McDowell v. Watson

59 Cal. App. 4th 1155, 69 Cal. Rptr. 2d 692, 97 Daily Journal DAR 14899, 97 Cal. Daily Op. Serv. 9257, 1997 Cal. App. LEXIS 1016
CourtCalifornia Court of Appeal
DecidedDecember 9, 1997
DocketE018130
StatusPublished
Cited by74 cases

This text of 59 Cal. App. 4th 1155 (McDowell v. Watson) is published on Counsel Stack Legal Research, covering California Court of Appeal primary law. Counsel Stack provides free access to over 12 million legal documents including statutes, case law, regulations, and constitutions.

Bluebook
McDowell v. Watson, 59 Cal. App. 4th 1155, 69 Cal. Rptr. 2d 692, 97 Daily Journal DAR 14899, 97 Cal. Daily Op. Serv. 9257, 1997 Cal. App. LEXIS 1016 (Cal. Ct. App. 1997).

Opinion

Opinion

McKINSTER, Acting P. J.

Challenging various approvals given by the County of Riverside to a development on land owned by William Watson, Eion and Clara McDowell unsuccessfully petitioned the trial court for a writ of mandate and injunction. After the trial court denied the McDowells’ petition, 1 Watson moved for attorney’s fees pursuant to Code of Civil Procedure section 1021.1 and for sanctions pursuant to Public Resources Code section 21167.8. The trial court denied both motions. Watson appeals. Finding no abuse of discretion, we affirm.

Issues on Appeal

Regarding the denial of the motion for attorney’s fees pursuant to Code of Civil Procedure section 1021.1, was the gravamen of the cause of action asserted by the McDowells one for injunctive relief?

Regarding the denial of the motion for sanctions pursuant to Public Resources Code section 21167.8, were the McDowells required by statute to personally attend the settlement meeting? If they were not, did the trial court abuse its discretion in denying the motion as to their counsel?

Discussion

A. The Motion for Attorney’s Fees Pursuant to Code of Civil Procedure Section 1021.1 Was Properly Denied.

The McDowells’ original petition was filed in September of 1994. On January 26, 1995, Watson served an offer, “pursuant to Code of Civil Procedure §§ 998 and 1021.1, to compromise and settle the above matter in exchange for petitioners dismissing the matter with prejudice. Each party to this compromise is to bear its own costs and attorney’s fees.” The McDowells did not accept that offer.

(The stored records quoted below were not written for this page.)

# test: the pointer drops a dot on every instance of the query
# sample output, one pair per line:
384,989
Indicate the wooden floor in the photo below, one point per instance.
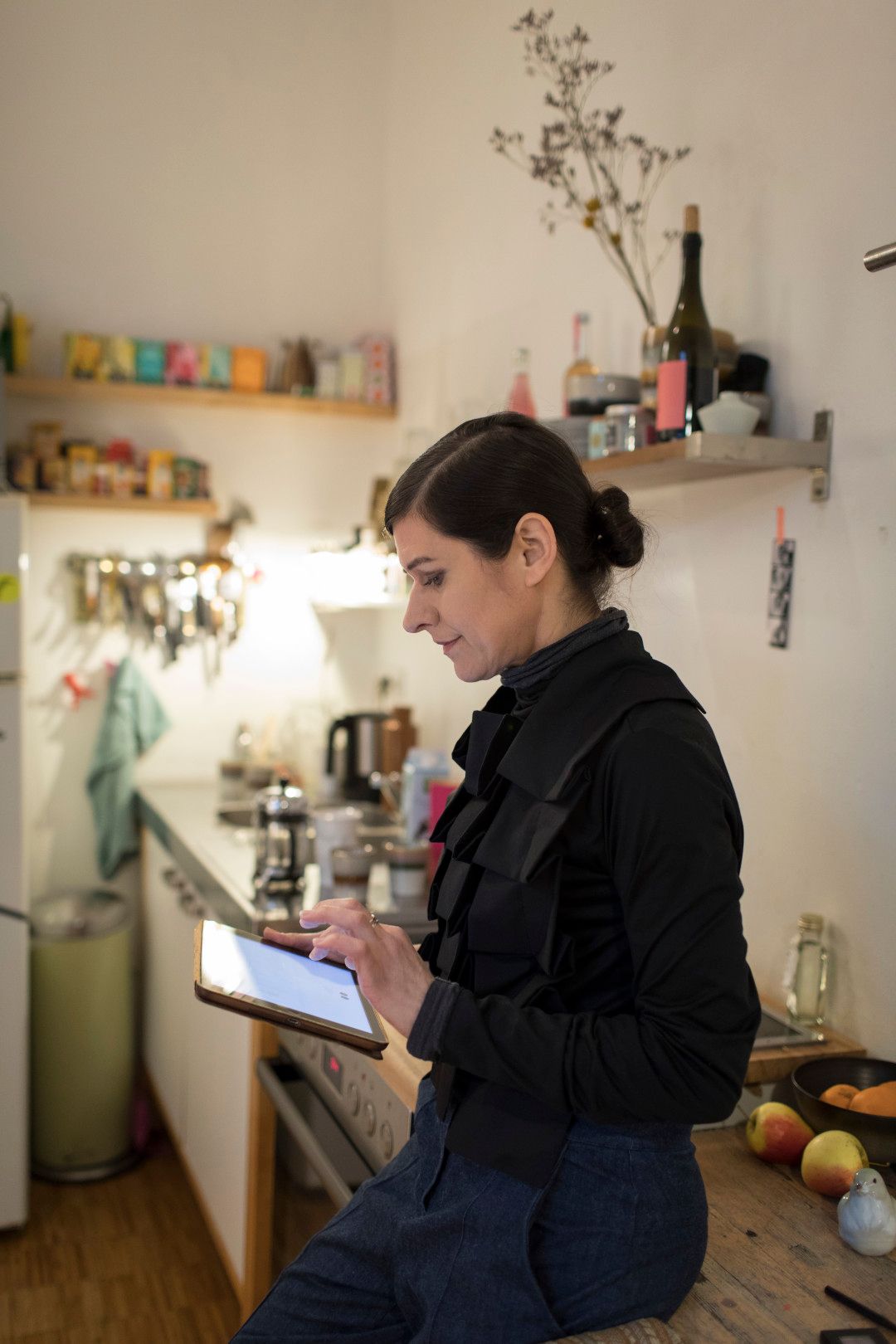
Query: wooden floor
123,1261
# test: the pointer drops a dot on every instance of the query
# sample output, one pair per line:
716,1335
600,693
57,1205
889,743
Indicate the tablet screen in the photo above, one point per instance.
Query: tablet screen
249,968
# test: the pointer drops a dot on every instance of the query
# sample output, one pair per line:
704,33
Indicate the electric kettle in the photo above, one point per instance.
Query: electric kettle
282,843
353,753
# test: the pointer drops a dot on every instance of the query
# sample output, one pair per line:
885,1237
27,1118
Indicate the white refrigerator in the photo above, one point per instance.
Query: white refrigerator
14,914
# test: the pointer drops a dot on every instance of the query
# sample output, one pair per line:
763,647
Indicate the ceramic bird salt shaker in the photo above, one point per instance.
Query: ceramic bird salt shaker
867,1214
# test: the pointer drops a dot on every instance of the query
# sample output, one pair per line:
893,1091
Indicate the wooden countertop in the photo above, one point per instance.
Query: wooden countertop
772,1242
403,1073
772,1064
772,1246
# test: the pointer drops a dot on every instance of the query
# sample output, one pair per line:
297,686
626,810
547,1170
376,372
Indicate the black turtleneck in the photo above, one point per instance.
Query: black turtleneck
531,678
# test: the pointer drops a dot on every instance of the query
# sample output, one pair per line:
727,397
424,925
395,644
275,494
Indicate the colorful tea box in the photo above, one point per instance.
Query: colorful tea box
182,363
249,368
160,474
82,353
116,360
149,360
187,477
214,366
379,385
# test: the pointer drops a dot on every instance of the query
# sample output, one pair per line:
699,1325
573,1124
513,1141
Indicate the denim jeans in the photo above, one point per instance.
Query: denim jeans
444,1250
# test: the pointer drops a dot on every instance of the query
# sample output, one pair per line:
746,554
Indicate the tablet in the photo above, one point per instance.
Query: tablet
242,972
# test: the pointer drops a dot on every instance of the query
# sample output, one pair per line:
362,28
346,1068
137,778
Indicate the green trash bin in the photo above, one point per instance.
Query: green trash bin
82,1035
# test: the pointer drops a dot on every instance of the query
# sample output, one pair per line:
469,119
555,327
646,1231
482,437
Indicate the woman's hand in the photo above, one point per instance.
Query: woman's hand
390,971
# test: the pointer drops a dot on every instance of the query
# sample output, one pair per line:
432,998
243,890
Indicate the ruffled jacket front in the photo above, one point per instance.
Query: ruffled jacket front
589,921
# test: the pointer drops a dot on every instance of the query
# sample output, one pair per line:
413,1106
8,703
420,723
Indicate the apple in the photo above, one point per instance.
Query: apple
830,1160
777,1133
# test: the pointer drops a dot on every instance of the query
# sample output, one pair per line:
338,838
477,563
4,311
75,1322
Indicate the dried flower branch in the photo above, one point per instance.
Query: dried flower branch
614,212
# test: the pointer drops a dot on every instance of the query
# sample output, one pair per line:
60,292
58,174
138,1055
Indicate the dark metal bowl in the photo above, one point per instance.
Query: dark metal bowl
876,1133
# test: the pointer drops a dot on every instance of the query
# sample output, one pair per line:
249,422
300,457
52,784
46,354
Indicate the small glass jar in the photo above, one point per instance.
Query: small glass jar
627,427
409,873
353,871
805,980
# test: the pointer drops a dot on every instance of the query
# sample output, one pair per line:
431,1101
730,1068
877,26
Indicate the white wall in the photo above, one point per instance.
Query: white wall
790,110
245,173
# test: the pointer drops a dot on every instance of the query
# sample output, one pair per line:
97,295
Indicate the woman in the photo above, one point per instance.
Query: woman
586,997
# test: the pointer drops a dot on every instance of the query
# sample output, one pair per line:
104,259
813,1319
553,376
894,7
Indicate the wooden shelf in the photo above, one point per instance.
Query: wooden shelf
707,455
88,390
334,608
45,499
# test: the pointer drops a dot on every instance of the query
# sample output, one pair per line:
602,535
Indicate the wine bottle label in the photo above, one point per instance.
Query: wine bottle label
672,392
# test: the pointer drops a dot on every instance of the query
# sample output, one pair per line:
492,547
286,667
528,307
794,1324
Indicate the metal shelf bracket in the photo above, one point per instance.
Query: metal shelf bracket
820,476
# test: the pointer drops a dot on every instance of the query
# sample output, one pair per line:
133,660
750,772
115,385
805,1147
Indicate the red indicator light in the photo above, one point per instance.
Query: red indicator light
334,1070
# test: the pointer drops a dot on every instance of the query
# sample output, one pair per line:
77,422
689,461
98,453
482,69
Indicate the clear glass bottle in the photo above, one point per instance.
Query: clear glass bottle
522,398
582,394
805,981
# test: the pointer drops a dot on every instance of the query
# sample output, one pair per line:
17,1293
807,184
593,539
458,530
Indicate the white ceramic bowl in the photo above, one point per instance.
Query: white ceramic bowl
731,414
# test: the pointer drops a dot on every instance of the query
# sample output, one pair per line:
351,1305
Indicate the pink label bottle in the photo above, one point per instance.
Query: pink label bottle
522,398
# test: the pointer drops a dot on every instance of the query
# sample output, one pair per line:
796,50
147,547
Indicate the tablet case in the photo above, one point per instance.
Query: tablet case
277,1016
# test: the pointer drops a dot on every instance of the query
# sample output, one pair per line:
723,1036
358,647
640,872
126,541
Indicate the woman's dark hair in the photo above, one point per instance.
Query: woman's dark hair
477,483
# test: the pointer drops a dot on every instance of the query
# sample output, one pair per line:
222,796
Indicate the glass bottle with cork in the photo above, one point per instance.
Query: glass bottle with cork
805,981
687,375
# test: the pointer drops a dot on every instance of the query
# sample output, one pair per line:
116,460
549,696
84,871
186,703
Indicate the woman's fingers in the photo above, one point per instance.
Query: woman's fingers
336,941
340,913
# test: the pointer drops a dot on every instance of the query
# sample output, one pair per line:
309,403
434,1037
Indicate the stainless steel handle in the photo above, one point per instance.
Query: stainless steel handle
191,905
301,1132
880,257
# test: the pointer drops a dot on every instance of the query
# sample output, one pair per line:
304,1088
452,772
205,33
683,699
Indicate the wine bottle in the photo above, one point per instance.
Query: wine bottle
581,392
522,398
687,371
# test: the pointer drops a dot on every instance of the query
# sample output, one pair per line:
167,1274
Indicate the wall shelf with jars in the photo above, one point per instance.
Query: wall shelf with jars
705,455
85,388
373,605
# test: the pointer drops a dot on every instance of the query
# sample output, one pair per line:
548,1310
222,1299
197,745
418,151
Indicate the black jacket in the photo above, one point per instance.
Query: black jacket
587,905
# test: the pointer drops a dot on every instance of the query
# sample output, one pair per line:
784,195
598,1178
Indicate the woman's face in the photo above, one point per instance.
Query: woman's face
483,613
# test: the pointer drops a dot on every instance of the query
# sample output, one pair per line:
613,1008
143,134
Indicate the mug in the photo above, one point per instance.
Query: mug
334,827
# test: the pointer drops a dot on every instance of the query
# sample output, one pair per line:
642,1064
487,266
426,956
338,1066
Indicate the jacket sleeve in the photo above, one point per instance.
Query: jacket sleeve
674,845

*1159 The judgment entered in favor of the county and Watson after the trial court denied the McDowells’ petition entitled Watson to recover his costs of suit from the McDowells. (Code Civ. Proc., § 1032, subd. (b).) Since Watson had previously offered to waive costs, the judgment was less favorable to the McDowells than the offer to compromise had been.

A trial court may, in its discretion, award reasonable compensation for attorney’s fees incurred after the date of an offer to compromise if that offer is made pursuant to Code of Civil Procedure section 998, the offeree has failed to accept it, and the offeree thereafter fails to obtain a more favorable judgment. (Code Civ. Proc., § 1021.1, subd. (b).) Those prerequisites having been met, Watson moved for an award of attorney’s fees in November of 1995. The trial court denied the motion.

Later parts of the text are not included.